Подойдя, ведомый кладовщицей, к балку, в котором поселили молодоженов, Борис увидел, что весь отряд собрался здесь. Все напряженно смотрели на дверь и шептались. Толпа во мгле, в тумане, шепчущаяся перед закрытой дверью, не сводящая с нее глаз, ничего себе была картина, которую увидел Борис. Прислушавшись, он уяснил, что вся эта толпа, человек, пожалуй, в сто, охвачена единой безумной надеждой: не может ли она подождать. Борис спросил, просто так, в пространство, вызвали ли вертолет, и один боец, плечистая девица, охотно ответила ему, что вызвали, а другой боец, пола с ходу непонятного, с волосами до плеч, скороговоркой выпалил, что какой может быть вертолет в такую погоду.

Тут в толпе стали оборачиваться, расступаться, и Борис увидел Марину. Она быстро шла к балку, за ней шагали девушки с ведрами, простынями и чем-то там еще. Марина не видела его. Дверь балка открылась и захлопнулась, впустив Марину и девушек.

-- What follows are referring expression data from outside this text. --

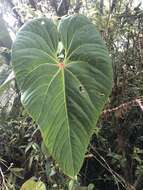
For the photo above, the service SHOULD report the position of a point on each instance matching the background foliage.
(114, 159)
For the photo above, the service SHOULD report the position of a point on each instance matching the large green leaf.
(65, 77)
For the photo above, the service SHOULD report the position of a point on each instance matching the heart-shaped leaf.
(65, 77)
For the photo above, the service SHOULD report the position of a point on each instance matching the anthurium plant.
(64, 74)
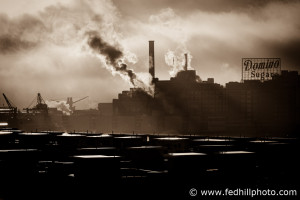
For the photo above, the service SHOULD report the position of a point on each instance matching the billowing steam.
(60, 105)
(114, 60)
(176, 60)
(83, 26)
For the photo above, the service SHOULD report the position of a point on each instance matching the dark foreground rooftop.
(57, 165)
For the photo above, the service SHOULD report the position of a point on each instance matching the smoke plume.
(115, 61)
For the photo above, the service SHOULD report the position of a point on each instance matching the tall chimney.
(151, 59)
(186, 61)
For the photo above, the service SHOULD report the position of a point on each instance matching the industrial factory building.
(186, 105)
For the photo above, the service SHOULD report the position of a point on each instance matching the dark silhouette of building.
(187, 105)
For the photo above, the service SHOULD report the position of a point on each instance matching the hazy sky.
(44, 45)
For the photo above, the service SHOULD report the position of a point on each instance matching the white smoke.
(176, 60)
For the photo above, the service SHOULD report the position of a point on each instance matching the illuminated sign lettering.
(260, 68)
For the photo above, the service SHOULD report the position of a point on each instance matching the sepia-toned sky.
(44, 45)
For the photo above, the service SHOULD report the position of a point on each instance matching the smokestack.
(151, 59)
(186, 61)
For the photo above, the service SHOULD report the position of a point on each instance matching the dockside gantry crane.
(12, 109)
(40, 107)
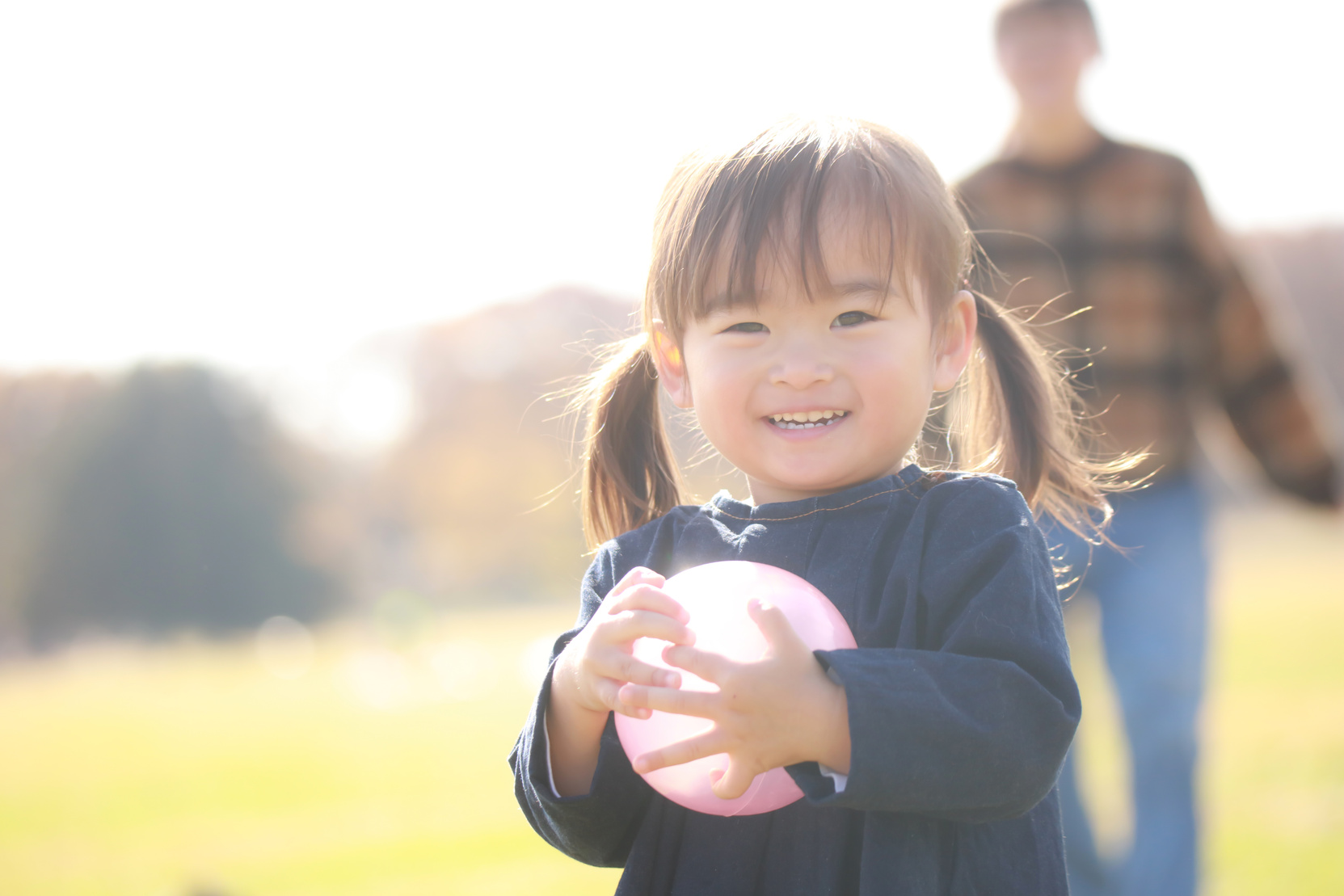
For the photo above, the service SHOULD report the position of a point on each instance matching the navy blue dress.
(961, 705)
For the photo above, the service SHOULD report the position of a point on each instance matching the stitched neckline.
(725, 504)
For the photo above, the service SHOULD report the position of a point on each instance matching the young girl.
(807, 300)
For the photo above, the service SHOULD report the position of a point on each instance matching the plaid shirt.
(1127, 234)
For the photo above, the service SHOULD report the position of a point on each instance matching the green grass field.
(188, 768)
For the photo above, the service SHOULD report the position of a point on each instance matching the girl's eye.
(853, 318)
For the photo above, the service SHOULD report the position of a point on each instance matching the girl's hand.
(773, 713)
(600, 658)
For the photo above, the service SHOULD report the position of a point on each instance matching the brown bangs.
(778, 196)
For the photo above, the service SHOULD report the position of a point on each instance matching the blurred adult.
(1124, 231)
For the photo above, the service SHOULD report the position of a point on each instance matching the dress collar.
(726, 505)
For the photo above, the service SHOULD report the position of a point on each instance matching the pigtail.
(1017, 414)
(630, 474)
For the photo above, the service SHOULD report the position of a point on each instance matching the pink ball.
(717, 597)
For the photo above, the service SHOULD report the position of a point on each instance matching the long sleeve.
(1252, 378)
(976, 728)
(600, 827)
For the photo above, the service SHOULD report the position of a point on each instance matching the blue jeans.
(1153, 622)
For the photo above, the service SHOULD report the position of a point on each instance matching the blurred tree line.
(167, 498)
(148, 503)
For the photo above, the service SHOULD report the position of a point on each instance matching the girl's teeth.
(805, 419)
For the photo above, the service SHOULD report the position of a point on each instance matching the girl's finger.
(711, 667)
(644, 624)
(776, 628)
(644, 595)
(734, 782)
(681, 751)
(683, 703)
(638, 575)
(621, 668)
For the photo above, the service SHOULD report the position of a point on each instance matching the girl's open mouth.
(805, 419)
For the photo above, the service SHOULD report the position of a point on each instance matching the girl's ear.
(956, 342)
(671, 363)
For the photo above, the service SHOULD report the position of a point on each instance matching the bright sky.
(267, 183)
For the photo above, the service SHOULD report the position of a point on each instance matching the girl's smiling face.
(809, 395)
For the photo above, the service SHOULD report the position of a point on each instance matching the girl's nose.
(798, 368)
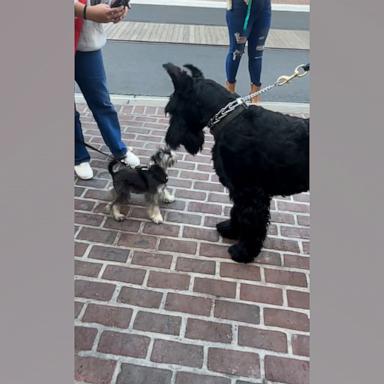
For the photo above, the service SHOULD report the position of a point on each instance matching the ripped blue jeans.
(256, 33)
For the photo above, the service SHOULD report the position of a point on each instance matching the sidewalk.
(214, 35)
(164, 304)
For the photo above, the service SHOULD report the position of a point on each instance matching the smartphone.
(119, 3)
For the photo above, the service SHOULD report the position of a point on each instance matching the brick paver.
(164, 304)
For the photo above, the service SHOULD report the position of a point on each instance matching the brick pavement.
(164, 304)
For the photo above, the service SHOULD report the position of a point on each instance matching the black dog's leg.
(253, 216)
(230, 228)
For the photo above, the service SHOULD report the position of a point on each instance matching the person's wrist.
(85, 12)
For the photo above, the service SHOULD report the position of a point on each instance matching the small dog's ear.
(196, 73)
(180, 78)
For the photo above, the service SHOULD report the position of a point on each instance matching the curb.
(218, 4)
(157, 101)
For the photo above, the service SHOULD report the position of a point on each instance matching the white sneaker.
(84, 171)
(131, 159)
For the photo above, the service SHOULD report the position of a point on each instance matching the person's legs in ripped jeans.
(90, 76)
(258, 34)
(237, 39)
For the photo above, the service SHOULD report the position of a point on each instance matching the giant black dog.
(257, 155)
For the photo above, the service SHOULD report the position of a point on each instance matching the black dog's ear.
(180, 78)
(196, 73)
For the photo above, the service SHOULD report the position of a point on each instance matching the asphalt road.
(136, 69)
(210, 16)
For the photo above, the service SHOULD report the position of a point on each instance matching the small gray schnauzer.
(150, 180)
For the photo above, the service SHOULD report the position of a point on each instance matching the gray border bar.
(347, 138)
(36, 195)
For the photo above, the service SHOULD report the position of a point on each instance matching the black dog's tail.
(111, 165)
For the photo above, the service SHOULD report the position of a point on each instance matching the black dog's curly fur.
(258, 155)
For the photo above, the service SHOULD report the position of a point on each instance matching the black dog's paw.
(225, 229)
(239, 254)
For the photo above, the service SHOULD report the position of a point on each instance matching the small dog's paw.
(225, 230)
(119, 217)
(239, 254)
(167, 197)
(157, 219)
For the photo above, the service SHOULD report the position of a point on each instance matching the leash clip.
(299, 71)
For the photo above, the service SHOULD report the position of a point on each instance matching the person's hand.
(121, 16)
(103, 13)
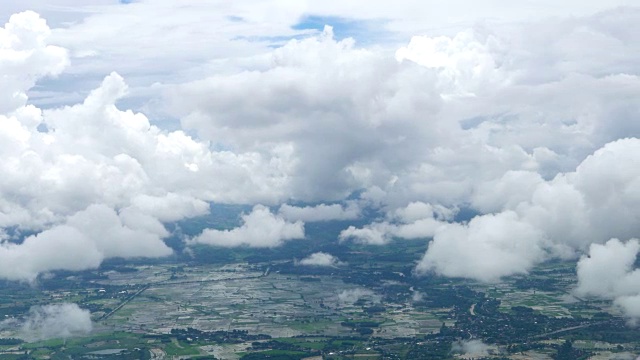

Толпа замерла. Через несколько минут из двери вышла одна из девушек и сказала что-то тем, кто стоял ближе к ней. Передние зашевелились, похоже, команда была расходиться, но никто расходиться не желал. Плечистая девица, та, которая стояла рядом с Борисом, крикнула: «А ну валите, что вам тут, планетарий?» — тогда народ отхлынул, однако недалеко, бойцы рассеялись в окрестностях балка, примостившись на сложенных здесь и там бревнах.

Пошел редкий занудный дождик, никто на него не обратил внимания, потом дождик прекратился, к этому времени одни дремали, другие разговаривали вполголоса, потом небо очистилось и показались мелкие звезды, стало еще холоднее, народ сбился в кучки и кто-то принес одеяла, потом звезды поблекли и начало светать. Утро приходило ясное, неторопливое, умытое, оно будто знало, что его встречают; бледно-голубое небо и яркая, сочная зелень, и кое-где уже осенняя ржа на сопках, и розовая полоса, едва заметная, в той стороне, где появится значительно позже солнце. Тут-то и произошло событие. Все как-то сразу учуяли, прознали про это, Борис и не понял, как; зашевелились, придвигаясь к двери, и когда девушка снова вышла и сказала передним, все уже знали, ждали только подтверждения, затем девушка погромче сообщила, что мальчик, и все вразнобой устало прокричали «ура» и мгновенно разошлись. Борис остался один.